DOJ forms panel to prosecute Olalia kidnap-slay case
MANILA, Philippines - The Department of Justice (DOJ) has designated a panel of prosecutors to handle the trial of the case involving the double murder of Rolando Olalia, former chairman of Kilusang Mayo Uno (KMU), and his driver, Leonor Alay-ay.
Per Department Order (DO) No. 860 dated Oct. 12 but released to the media only on Friday, Justice Secretary Leila De Lima designated Senior Deputy State Prosecutor (SDSP) Theodore Villanueva, Senior Asst. State Prosecutor (SASP) Edna Valenzuela, Asst. State Prosecutor (ASP) Hazel Valdez, ASP Benito Oliver Sales III, and Asst. Provincial Prosecutor (APP) Maria Ronatay as members of the panel tasked to prosecute the criminal case entitled, "People of the Philippines vs. Cirilo Almario, et al." pending before the Antipolo City Regional Trial Court (RTC) Branch 98.
"The Olalia double murder case is imbued with public interest demanding only the most thorough and meticulous prosecution from the DOJ," De Lima said in a statement.
Olalia and Alay-ay were abducted on Nov. 12, 1986, tortured and murdered by alleged members of the Armed Forces of the Philippines (AFP).
Separate informations were recommended to be filed before a trial court by the DOJ against Eduardo "Red" Kapunan, Jr., Oscar Legaspi, Ricardo Dicon, Cirilo Almario, Filomeno Crizaldo Maligaya, Edger Sumido, Jose Bacera, Jr., Dennis Jabatan, Freddie Sumagaysay, Fernando Casanova, Gene Paris, Gilberto Galicia, and Desiderio Perez.
The trial was stalled when Kapunan and Legaspi appealed the DOJ resolution and elevated their plea before the Supreme Court. They claimed that the amnesty granted to them by Pres. Fidel Ramos via Proclamation No. 347 dated March 23, 1995 extinguished their criminal liability.
Fourteen years later, the high court ruled that there is prima facie evidence against Kapunan and Legaspi for the double murder since the amnesty granted them was covered by specified limitations.

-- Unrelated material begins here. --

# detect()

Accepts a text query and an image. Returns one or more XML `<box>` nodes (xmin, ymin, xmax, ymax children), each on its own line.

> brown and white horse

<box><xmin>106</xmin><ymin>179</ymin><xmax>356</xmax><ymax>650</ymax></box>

Last Feb. 3, the trial court hearing the case issued warrants for the arrest of all the accused.
On Oct. 6, Kapunan surrendered and has since been in the custody of the Philippine Army. To date, only Kapunan and co-accused Perez have surrendered; Perez surrendered last July 24.
De Lima has instructed the DOJ panel of prosecutors "to vehemently oppose any motion of Kapunan to be placed under continuing military custody," and to urge the trial court to order the transfer of Kapunan's detention, preferrably, to the National Bureau of Investigation (NBI).
"His (Kapunan's) continued military detention is untenable, questionable and indefensible. For one thing, he is not anymore in active service that can justify the Philippine Army's custody of him," she pointed out.